The main purpose of the Bert Harris Act is to provide property owners with a means to seek compensation when government actions result in a “taking” of their property rights without the need for eminent domain proceedings. All property owners should understand the recent changes to this impactful statute in Florida.

Proving a Bert Harris Claim

The elements of a Bert Harris Claim are as follows:

  • A “property owner” is a person who holds legal fee title to the property at issue;
  • Who meets the presuit requirements of the Act;
  • Demonstrates an action of a government entity;
  • That imposes an inordinate burden on an existing use or a vested right; and
  • Leads to a “loss in value” of the property.

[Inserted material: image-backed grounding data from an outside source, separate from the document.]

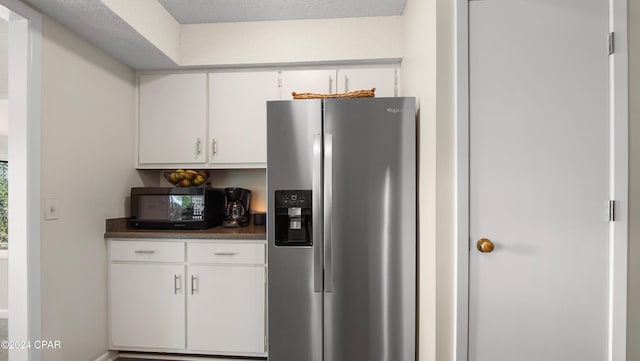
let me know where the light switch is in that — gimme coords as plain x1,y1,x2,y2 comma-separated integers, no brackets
44,198,59,220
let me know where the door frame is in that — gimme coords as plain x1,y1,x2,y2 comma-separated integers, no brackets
454,1,629,361
2,1,42,361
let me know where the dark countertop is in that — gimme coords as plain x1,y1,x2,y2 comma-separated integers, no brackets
105,218,266,240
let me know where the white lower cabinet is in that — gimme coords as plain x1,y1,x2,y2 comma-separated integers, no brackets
108,239,267,357
187,265,266,353
110,263,186,349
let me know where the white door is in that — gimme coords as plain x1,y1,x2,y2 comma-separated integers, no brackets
209,71,279,166
187,265,266,354
336,68,398,97
468,1,609,360
110,263,186,349
138,73,207,165
280,69,337,99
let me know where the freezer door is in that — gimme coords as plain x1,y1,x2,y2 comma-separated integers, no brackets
323,98,416,361
267,100,323,361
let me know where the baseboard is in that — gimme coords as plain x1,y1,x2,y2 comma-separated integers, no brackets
117,352,264,361
95,351,118,361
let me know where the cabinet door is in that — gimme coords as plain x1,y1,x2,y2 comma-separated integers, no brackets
187,265,266,354
280,69,337,100
337,68,398,97
209,71,279,167
138,73,207,165
110,263,186,349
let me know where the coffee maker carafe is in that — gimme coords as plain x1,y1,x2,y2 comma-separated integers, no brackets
222,187,251,228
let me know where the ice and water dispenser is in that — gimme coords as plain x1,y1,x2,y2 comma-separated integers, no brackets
274,190,312,246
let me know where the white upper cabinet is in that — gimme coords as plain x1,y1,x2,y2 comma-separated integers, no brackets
209,71,279,167
138,73,207,165
136,66,400,169
337,68,398,97
280,68,399,99
280,69,337,100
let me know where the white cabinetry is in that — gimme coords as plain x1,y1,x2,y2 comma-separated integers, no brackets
337,68,398,97
108,238,267,357
138,73,207,165
136,66,399,168
109,240,186,349
110,263,186,349
209,71,279,167
280,69,337,100
280,67,399,99
187,242,266,354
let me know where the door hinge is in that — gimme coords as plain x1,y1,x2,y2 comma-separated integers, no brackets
608,200,616,222
608,32,615,55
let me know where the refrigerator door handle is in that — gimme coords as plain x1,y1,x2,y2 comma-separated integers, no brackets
313,133,324,293
324,133,333,293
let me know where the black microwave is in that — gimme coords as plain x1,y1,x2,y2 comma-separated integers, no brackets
130,187,225,229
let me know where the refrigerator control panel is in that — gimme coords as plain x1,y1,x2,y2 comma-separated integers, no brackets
275,190,312,246
275,191,311,208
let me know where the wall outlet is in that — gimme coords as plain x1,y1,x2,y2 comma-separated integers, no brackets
44,198,59,220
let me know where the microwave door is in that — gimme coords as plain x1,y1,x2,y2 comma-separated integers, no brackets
137,195,171,221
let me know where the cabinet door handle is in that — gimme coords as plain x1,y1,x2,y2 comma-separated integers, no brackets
328,76,333,94
191,275,199,295
212,139,218,156
196,138,202,155
134,250,155,254
214,252,237,256
174,274,181,294
344,75,349,92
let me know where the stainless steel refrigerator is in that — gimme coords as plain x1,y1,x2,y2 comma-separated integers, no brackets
267,97,416,361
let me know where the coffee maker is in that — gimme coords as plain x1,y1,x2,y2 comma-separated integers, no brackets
222,187,251,228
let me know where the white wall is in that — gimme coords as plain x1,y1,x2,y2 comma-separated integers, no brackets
401,0,437,360
180,16,403,66
101,0,180,63
0,252,7,317
0,98,6,134
434,1,455,361
402,0,455,360
39,15,144,361
206,170,266,213
0,100,7,160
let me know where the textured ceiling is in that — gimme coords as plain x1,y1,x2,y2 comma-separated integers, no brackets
157,0,408,23
23,0,177,70
21,0,406,70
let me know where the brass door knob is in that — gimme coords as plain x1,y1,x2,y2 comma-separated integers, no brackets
477,238,495,253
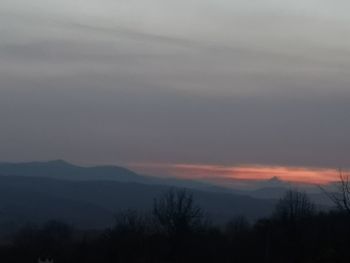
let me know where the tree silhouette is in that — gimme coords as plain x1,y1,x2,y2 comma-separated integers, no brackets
324,170,350,215
272,189,316,262
274,189,315,222
112,210,148,235
153,188,203,236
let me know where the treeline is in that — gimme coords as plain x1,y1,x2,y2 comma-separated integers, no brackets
1,188,350,263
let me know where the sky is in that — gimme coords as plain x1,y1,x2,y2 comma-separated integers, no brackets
1,0,350,184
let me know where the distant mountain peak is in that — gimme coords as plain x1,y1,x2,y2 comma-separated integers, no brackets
268,176,282,182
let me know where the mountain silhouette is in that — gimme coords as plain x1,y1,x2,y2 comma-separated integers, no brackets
0,174,276,234
0,160,145,182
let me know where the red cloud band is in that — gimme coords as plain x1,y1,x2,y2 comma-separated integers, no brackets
130,163,342,185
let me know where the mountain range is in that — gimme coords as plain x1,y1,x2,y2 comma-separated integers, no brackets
0,160,333,235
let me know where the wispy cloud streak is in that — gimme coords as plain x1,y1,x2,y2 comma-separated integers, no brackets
130,163,341,185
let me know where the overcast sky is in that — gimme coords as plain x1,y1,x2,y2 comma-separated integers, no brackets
1,0,350,171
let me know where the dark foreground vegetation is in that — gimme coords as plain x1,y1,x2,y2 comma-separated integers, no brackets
1,188,349,263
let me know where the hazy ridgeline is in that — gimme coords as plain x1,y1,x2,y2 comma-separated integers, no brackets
2,0,349,261
0,161,279,231
0,189,349,263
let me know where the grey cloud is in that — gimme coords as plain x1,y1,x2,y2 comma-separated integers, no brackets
1,70,350,168
0,2,350,169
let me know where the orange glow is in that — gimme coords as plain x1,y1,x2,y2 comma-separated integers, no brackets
129,163,342,185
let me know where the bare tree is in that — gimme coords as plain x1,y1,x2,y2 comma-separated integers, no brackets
323,170,350,215
153,188,203,236
274,189,315,222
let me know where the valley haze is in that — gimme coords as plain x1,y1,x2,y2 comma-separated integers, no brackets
0,0,349,262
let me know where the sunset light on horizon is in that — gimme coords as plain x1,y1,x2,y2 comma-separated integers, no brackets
130,163,343,185
1,0,350,259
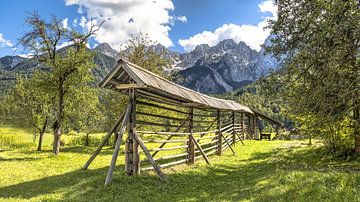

Recent Changes to the Bert Harris Act


Foremost, there were several changes to the definitions to provide more clarity, and those changes were reflected in the Florida Land Use and Environmental Dispute Resolution Act (“FLUEDRA”). The term “action of a governmental entity” was revised to include adoption or enforcement of any “ordinance, resolution, regulation, rule, or policy.” Further, the term “real property” was revised to include “any surface, subsurface, or mineral estates.”

Procedural Changes

Prior to the revisions, property owners were required to provide the government with notice at least 150 days prior to filing a claim. That time period has been reduced to 90 days. Further, written settlement offers are presumed to protect the public interest. The changes apply to all government actions taken on or after July 1, 2021.

Standing to Assert Claim

A property owner is entitled to relief even if that property owner transfers legal title to the property prior to the conclusion of the proceedings.

Substantive Changes

There were several substantive changes that impact the implementation of the rights afforded by the Bert Harris Act. First, a court, rather than a jury, may determine damages in the claim. The statue further extended the time period from which a prevailing party may recover attorneys’ fees and costs. The statue allows a property owner to seek injunctive relief to declare a prohibited exaction as invalid, and the property owner is not required to exhaust all administrative remedies prior to filing suit to declare a prohibited exaction invalid.

Settlement and Mediation under FLUEDRA

Under FLUEDRA, an owner who believes an enforcement action or development order is unreasonable or unfairly burdens the use of the owner’s property may apply for a special magistrate hearing within 30 days after receipt of the order or notice. A FLUEDRA request can toll the time to challenge the government’s action. The special magistrate is required to conduct mediation or a hearing within 45 days of a FLUEDRA request, and the government must submit a written response prior to a hearing, which is informal and open to the public.

Once the special magistrate hears testimony in facilitation of a resolution of a land use conflict through mediation, the parties may resolve the matter or otherwise impasse. If the parties are unable to come to an agreement at mediation, the special magistrate will consider the facts and circumstances and decides as to whether the government action is unreasonable or unfairly burdens the property. The special magistrate must prepare a written recommendation within 14 days after the hearing. After the recommendation, the local government may accept, modify, or reject the recommendation, and this process must be completed within 165 days.


The Bert Harris Act aims to strike a balance between protecting property rights and the legitimate interests of government in regulating land use for public welfare. It provides property owners with a legal avenue to seek compensation if they believe their property rights have been unfairly restricted or diminished by government actions, without the need for the more formal eminent domain process. Property owners should be aware of their rights when a law or regulation devalues the highest and best use of property, and such owners should engage competent legal counsel to assist them in navigating these remedies.